2.Let m=a+b*i, divide the real part into the imaginary part, then a=f(x), b=g(x), |m|=(a^2+b^2)^(1/2)=(x+1/x)^2+（2/x）^2)^1/2

min is obviously obtained at x=+-5) (1 2) and is (2+2(5) (1 2)) 1 2).

Why is it such an ugly answer, just talk about ideas, don't blame if it's wrong.

z1*z2=2+2i+xi-x=2-x+(2+x)i>0.Then 2+x=0, that is, z1*z2 is a real number to change to cautious sun, and imaginary numbers cannot compare the size of the nucleus, so x=-2

The cube root of 1 is (cos2 3 isin (cos4 3 isin4 3).

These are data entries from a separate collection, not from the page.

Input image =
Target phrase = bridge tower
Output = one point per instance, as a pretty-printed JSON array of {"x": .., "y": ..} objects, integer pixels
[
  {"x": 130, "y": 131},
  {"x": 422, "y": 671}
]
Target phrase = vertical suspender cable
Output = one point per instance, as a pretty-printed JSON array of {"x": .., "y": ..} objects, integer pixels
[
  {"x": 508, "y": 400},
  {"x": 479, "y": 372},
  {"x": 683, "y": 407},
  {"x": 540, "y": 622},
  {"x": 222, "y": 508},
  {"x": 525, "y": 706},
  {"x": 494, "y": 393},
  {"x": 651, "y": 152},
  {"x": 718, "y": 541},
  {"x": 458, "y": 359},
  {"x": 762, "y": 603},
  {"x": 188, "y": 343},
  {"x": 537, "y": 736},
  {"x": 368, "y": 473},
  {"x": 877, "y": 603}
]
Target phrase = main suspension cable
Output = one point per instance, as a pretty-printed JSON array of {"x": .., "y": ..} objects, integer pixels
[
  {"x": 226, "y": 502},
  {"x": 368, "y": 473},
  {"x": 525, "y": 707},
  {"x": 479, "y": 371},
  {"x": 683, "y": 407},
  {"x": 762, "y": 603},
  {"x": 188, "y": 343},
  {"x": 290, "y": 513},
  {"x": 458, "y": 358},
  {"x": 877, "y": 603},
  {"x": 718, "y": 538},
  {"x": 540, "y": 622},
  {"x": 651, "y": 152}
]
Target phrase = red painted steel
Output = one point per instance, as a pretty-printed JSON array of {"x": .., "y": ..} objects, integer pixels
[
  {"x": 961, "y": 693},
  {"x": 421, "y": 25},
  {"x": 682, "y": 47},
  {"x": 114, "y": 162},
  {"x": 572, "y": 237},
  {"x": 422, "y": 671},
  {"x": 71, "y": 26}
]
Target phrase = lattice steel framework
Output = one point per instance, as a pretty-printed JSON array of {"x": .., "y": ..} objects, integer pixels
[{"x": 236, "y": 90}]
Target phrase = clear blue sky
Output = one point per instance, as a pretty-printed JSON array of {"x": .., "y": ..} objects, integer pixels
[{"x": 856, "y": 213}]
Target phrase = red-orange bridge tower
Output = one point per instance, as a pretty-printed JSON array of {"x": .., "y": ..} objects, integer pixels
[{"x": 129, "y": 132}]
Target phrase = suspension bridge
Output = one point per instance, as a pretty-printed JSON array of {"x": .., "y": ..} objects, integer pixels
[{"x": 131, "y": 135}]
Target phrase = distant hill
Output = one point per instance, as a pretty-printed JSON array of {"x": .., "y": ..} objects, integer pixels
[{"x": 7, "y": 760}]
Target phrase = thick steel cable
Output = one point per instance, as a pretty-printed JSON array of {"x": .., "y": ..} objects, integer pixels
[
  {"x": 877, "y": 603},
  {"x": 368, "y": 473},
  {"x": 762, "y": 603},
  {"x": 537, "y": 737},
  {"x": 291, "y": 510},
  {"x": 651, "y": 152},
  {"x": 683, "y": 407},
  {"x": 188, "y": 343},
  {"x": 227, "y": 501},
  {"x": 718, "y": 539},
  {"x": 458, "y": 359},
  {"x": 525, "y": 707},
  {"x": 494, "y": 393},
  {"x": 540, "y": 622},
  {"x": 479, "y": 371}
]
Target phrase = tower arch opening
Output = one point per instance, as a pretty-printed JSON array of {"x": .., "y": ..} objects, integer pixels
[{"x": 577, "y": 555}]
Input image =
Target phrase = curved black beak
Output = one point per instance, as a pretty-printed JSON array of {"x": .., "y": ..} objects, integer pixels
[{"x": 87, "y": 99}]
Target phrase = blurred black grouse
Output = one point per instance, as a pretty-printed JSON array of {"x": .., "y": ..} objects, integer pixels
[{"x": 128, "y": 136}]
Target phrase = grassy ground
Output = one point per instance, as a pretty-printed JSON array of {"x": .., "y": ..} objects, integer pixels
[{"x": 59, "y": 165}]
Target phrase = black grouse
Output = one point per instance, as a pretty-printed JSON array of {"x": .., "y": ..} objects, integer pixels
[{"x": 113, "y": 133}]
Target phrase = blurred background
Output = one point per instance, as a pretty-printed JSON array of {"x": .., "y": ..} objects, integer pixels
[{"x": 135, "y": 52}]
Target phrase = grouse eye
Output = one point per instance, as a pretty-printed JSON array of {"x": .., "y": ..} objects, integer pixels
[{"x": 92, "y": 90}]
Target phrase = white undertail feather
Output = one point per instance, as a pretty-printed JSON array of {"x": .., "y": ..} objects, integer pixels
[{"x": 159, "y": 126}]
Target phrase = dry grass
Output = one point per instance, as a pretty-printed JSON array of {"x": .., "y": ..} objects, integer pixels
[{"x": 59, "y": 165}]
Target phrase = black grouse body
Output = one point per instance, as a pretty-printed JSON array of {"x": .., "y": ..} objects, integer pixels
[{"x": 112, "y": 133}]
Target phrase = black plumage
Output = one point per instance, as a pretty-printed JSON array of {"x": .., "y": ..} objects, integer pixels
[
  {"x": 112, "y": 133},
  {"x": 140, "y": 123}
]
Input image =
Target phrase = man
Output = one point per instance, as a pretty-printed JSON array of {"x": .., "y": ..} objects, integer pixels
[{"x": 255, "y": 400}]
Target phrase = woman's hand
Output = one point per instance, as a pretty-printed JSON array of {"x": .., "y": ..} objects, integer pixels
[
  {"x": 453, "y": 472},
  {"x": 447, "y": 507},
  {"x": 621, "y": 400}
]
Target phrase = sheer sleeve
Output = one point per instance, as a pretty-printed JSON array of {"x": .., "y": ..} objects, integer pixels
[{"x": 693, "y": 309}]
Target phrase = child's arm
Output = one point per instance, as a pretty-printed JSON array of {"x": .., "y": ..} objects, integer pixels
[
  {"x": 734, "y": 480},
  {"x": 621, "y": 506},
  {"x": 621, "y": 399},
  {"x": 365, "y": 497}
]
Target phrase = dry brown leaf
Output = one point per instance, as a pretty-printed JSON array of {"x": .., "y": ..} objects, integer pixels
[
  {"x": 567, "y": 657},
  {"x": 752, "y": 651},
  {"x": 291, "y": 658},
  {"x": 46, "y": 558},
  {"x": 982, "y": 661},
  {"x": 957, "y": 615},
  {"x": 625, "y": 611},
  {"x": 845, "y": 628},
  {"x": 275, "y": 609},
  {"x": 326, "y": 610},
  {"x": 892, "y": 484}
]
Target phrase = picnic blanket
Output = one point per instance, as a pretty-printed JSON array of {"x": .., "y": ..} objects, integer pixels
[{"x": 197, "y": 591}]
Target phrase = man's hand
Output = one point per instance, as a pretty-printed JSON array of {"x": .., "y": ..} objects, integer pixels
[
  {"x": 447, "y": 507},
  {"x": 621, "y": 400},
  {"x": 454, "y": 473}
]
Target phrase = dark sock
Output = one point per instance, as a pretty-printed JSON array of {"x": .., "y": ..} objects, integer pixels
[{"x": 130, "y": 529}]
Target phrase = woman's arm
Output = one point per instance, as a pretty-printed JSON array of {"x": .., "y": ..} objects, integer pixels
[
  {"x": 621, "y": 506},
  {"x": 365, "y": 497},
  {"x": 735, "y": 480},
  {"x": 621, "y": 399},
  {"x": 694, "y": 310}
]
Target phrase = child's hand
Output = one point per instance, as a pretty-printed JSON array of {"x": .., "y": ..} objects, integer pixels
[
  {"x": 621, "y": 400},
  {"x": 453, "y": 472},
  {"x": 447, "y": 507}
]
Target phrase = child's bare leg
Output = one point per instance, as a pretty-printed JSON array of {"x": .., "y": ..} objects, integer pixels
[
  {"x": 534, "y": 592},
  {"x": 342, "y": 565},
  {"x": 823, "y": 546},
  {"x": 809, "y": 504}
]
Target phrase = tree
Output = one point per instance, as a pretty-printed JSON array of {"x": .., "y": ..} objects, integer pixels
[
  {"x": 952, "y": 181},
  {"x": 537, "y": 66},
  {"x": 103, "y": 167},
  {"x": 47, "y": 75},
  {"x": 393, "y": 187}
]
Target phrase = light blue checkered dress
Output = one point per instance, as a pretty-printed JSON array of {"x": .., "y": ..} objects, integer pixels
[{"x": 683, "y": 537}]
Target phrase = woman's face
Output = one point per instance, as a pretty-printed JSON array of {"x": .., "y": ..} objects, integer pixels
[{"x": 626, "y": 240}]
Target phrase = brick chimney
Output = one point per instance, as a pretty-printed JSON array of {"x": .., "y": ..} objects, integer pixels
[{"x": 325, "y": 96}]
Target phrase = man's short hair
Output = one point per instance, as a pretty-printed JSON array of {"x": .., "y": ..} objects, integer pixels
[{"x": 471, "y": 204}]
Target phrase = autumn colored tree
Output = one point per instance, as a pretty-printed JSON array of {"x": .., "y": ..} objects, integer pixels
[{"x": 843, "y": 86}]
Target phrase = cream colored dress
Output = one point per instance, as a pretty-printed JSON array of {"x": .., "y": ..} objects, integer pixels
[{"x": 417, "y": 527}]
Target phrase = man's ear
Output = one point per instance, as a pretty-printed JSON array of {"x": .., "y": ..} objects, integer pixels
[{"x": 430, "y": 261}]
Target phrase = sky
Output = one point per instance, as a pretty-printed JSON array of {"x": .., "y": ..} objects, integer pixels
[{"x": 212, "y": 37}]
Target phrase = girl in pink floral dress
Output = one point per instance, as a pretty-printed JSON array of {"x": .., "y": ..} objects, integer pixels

Then: the cube root of 1 8 is: 1 2, (1 2) (cos2 3 isin2 3), (1 2) (cos4 3 isin4 3).

The cubic roots of 27 are: 3, 3 (cos2 3 isin2 3), 3 (cos4 3 isin4 3).

There are 3 cube roots of 1, which are -1 2+isqr(3) 2, -1 2-isqr(3) 2, -1

The cube root of 1 8 is equal to the cube root of 1* (1 2).

The cube root of 27 is equal to the cube root of 1 * (-3).

We know that the modulo of a vector is equal to the square of the vector under the root sign. z-z1 = root number ((z-z1) 2) = root number (z 2 + z1 2-2 * z * z1 *cos), when cos = -1, the value is the maximum, z + z1 = 2 root number 2 + 1.